Take this quote and get a tattoo of it: “The market will stay irrational longer than you can remain solvent.” – John Maynard Keynes
To keep your bias in check, base your decisions off technicals and confirmation signals, manage your risk correctly, and at the end of the day, you will come out on top. Missed a good trade? Fine, there’s always tomorrow, wait for a pullback, but do not FOMO.
Fear of missing out (FOMO) is the easiest way to lose money (YOLO probably coming a close second). Do neither of those. Instead, use proper stops, follow these guidelines, and that way, you’ll preserve capital to trade another day.
Rule 10 – Use profits to enhance your life
This rule is one of the most overlooked by many traders, even some traders that I respect.
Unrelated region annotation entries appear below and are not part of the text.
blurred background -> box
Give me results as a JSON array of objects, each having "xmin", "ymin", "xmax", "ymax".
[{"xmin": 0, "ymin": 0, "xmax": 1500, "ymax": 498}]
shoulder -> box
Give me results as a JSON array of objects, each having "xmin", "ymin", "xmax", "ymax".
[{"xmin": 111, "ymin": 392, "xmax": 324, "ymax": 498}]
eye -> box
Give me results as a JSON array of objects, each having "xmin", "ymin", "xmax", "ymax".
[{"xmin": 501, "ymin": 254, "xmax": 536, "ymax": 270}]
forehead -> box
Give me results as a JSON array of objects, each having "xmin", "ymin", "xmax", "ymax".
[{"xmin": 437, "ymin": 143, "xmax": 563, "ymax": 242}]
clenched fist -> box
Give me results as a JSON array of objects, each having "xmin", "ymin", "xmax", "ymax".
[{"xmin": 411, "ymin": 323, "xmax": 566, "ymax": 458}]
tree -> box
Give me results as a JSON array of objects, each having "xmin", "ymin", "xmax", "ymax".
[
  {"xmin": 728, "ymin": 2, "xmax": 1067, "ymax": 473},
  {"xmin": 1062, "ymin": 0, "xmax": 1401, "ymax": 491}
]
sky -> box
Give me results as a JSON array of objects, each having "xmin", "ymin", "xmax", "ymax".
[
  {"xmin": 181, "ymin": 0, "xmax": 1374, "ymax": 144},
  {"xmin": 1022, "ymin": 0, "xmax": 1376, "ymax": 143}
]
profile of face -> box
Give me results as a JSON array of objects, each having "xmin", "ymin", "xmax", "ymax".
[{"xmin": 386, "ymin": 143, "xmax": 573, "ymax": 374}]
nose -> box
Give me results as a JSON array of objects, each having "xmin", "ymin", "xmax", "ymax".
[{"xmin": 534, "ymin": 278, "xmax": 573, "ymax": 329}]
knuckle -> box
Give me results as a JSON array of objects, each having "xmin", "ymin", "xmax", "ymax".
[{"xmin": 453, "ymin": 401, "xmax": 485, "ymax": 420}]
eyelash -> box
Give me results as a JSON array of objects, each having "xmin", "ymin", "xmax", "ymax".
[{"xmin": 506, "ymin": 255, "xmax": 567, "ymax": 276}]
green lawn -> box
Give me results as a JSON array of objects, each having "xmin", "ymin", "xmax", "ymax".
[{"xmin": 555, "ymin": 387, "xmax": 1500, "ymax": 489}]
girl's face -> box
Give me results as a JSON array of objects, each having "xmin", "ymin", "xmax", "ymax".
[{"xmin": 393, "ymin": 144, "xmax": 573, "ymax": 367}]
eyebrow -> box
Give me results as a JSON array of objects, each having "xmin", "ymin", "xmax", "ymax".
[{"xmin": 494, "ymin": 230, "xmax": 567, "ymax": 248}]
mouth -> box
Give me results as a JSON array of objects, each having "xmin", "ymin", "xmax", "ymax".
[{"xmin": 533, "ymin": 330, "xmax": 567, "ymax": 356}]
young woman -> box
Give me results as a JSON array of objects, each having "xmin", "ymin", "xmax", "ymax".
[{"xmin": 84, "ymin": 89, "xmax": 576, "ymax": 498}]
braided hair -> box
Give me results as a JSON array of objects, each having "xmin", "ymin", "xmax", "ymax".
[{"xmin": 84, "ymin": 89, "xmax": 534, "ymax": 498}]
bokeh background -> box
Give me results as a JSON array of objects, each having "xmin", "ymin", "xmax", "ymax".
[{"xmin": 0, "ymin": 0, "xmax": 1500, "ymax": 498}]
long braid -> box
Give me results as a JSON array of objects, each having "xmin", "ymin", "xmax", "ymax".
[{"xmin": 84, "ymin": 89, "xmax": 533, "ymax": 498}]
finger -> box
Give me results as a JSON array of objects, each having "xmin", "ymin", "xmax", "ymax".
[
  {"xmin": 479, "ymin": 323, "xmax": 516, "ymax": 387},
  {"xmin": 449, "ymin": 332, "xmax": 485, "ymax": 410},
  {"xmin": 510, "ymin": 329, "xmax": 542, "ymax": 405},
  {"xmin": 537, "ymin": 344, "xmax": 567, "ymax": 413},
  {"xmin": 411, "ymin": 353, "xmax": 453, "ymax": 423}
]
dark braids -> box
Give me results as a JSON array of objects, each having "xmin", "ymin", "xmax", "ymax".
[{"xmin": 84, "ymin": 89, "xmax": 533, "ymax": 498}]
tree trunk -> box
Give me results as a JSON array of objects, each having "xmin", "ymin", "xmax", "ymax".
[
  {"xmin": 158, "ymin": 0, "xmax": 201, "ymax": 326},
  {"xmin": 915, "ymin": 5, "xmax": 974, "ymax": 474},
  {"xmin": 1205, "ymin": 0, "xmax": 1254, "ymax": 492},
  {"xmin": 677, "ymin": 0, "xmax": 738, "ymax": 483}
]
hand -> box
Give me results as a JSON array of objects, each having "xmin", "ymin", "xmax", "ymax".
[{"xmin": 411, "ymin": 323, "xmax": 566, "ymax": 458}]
Let’s say a trader enjoys a bundle of profitable days. Their portfolio is growing, and they keep those profits in the market. They’re still in heavy positions, or perhaps they’ve at least walked some of that capital back into their target currency like USD.
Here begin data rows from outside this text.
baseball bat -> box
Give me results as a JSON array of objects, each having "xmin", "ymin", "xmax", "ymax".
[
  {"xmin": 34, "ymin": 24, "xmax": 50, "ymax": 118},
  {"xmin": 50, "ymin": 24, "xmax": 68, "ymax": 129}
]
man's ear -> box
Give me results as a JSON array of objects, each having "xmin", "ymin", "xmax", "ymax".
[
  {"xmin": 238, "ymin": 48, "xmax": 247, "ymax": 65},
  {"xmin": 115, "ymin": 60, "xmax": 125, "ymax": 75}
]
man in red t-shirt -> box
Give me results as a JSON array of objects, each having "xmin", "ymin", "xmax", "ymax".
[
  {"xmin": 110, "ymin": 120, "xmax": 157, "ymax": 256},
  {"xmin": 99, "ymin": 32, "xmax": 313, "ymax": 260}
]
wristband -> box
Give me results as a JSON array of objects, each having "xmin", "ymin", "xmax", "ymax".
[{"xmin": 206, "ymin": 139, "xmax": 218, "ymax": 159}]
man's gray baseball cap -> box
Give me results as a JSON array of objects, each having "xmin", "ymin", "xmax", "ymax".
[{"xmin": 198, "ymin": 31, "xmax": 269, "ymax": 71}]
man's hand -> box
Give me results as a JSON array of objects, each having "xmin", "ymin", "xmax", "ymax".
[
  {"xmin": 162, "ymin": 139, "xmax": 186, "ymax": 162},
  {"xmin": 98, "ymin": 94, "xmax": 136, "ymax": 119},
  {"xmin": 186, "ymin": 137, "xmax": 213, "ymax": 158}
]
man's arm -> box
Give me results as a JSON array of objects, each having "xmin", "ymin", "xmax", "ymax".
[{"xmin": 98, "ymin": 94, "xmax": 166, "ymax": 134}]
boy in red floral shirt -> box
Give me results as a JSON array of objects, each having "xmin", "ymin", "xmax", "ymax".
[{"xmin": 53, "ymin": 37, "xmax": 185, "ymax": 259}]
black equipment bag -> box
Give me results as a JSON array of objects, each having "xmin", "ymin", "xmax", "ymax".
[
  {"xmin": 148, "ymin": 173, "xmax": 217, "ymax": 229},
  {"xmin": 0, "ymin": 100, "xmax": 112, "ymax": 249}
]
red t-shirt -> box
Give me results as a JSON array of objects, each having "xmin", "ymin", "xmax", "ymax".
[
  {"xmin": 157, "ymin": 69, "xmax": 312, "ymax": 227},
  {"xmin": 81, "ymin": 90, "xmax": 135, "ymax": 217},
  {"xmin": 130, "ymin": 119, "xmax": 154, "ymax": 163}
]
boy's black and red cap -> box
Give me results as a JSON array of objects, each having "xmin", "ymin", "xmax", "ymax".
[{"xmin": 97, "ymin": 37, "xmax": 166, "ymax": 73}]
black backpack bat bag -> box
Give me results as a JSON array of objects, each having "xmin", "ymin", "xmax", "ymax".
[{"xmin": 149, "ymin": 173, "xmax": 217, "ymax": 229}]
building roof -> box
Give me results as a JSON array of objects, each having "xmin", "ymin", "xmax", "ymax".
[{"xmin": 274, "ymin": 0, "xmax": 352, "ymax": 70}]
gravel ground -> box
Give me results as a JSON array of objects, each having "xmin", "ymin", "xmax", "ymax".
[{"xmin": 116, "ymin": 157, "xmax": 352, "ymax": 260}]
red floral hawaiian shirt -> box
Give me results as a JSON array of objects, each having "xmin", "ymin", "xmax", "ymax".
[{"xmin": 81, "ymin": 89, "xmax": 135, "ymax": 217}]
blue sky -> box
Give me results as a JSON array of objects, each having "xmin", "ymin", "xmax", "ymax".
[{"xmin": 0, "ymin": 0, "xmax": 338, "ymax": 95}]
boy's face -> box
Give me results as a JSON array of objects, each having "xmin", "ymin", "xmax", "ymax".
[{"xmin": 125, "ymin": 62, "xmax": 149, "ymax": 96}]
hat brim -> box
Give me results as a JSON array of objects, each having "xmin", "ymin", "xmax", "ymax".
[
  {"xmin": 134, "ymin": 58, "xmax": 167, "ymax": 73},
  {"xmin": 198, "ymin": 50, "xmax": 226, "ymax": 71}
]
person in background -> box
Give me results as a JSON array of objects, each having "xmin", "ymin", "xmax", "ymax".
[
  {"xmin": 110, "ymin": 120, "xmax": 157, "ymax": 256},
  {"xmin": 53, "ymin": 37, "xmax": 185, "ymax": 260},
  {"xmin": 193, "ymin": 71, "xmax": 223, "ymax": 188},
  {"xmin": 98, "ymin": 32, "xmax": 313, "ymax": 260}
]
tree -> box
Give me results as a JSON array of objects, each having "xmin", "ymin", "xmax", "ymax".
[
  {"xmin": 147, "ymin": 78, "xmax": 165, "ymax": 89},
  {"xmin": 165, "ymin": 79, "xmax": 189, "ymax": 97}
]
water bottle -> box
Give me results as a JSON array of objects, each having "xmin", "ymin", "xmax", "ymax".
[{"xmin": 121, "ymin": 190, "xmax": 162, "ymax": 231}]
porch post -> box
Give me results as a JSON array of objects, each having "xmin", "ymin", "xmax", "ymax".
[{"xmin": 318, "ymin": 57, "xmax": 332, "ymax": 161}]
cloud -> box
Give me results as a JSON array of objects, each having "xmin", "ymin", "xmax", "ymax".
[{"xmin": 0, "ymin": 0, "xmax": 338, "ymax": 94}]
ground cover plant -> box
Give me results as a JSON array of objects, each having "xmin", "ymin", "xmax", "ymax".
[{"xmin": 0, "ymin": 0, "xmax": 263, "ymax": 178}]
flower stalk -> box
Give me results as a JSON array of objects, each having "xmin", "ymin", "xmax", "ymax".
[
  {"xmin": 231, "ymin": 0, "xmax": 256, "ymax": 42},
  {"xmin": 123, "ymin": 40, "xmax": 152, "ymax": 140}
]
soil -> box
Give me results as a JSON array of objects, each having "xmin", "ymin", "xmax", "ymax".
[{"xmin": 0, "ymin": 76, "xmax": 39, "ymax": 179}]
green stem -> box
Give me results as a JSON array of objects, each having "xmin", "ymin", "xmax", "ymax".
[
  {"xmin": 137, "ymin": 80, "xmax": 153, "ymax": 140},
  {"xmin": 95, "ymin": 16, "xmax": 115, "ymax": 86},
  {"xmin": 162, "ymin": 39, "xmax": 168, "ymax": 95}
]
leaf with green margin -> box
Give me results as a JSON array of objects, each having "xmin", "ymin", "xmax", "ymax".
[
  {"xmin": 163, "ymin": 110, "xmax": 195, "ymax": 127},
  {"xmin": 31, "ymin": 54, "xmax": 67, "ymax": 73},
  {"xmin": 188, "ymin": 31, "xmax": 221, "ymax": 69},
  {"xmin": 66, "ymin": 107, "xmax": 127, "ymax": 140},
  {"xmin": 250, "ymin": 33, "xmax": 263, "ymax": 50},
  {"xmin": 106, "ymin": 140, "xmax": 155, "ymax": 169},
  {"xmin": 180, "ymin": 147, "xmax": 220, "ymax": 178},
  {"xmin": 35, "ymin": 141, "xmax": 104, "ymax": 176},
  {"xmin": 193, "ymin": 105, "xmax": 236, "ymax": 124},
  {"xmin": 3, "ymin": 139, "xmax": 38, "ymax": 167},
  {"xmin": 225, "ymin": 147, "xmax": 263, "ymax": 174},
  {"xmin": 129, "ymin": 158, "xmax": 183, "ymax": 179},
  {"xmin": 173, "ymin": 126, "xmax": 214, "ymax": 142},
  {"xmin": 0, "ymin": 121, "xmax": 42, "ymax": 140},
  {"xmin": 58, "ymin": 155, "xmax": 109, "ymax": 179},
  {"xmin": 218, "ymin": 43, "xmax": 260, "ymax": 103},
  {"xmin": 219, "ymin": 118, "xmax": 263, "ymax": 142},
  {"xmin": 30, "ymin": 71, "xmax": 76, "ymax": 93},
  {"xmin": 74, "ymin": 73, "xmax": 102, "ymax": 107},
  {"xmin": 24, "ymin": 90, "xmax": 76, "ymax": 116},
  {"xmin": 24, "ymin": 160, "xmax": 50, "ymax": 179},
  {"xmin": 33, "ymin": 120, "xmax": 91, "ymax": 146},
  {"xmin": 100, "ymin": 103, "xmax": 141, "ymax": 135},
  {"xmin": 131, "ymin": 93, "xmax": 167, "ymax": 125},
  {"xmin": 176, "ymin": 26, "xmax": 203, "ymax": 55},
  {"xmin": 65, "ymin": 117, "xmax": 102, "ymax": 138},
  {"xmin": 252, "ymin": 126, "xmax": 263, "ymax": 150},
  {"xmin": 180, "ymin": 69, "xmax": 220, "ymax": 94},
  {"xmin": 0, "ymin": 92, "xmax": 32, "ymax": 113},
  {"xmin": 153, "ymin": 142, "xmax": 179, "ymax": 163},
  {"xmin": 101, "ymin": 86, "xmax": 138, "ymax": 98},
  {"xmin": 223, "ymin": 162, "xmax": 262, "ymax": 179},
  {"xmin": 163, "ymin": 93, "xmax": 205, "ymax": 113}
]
However, they’re not moving that money anywhere to use it in their lives, other than trading. What they’re likely thinking is, “I have this money, I made a lot of profit, maybe I can make more profit with the difference!”
Naturally, they want to make more money with new money. But those who violate Rule 10 haven’t realized profits in their life outside trading. Their success is just a bunch of numbers on a screen until they put the money toward tangible, positive life changes.
I take profit weekly, which means I’m moving the money off of exchanges and into my bank account. I don’t care if I can make money tomorrow on the profits of today. That kind of forecasting doesn’t mean anything to me, because I cannot feed myself tomorrow with unrealized gains. You can’t eat a “future” sandwich. Sandwiches are super Zen; they only exist in the present moment, ya dig?
Rule 10.5 – Balance your life versus trading
I can’t stress this enough. You need to understand how to trade without spending hours staring at charts. What I typically do is set alerts on different assets, and on separate timeframes. Then I wait for one or any of the signals to trigger. Think of it like fishing. Sometimes you have to step away from the pond to visit the cooler. Otherwise, you’ll run out of beer, and fishing is incredibly dull without beer.
I use the alerts to set entry and exit positions that are mostly hands-free; there’s no need for me to babysit.
Trust me when I say this: no trader has become a millionaire by watching five-minute charts for 14 hours a day. Most successful traders stick to higher time frames. Everything else is noise, the realm of algo-bots. Five-minute time frames are no place for humans, or the mentally fit.
If you spend ungodly hours sitting in front of a screen, you’ll either burn out or lose your mind, whichever comes first.
Understand when to take a break, remember to breathe. Schedule some TLC for yourself. Spend time with your friends, family, or even alone to get your head on straight.
Mindset is everything, and you must work at it indefinitely. Work on your psychology long before you approach the market. Forget the losers of yesterday. Follow these Ten Commandments of Trading For a Living, and you’ll become a successful chart-slinger in no time.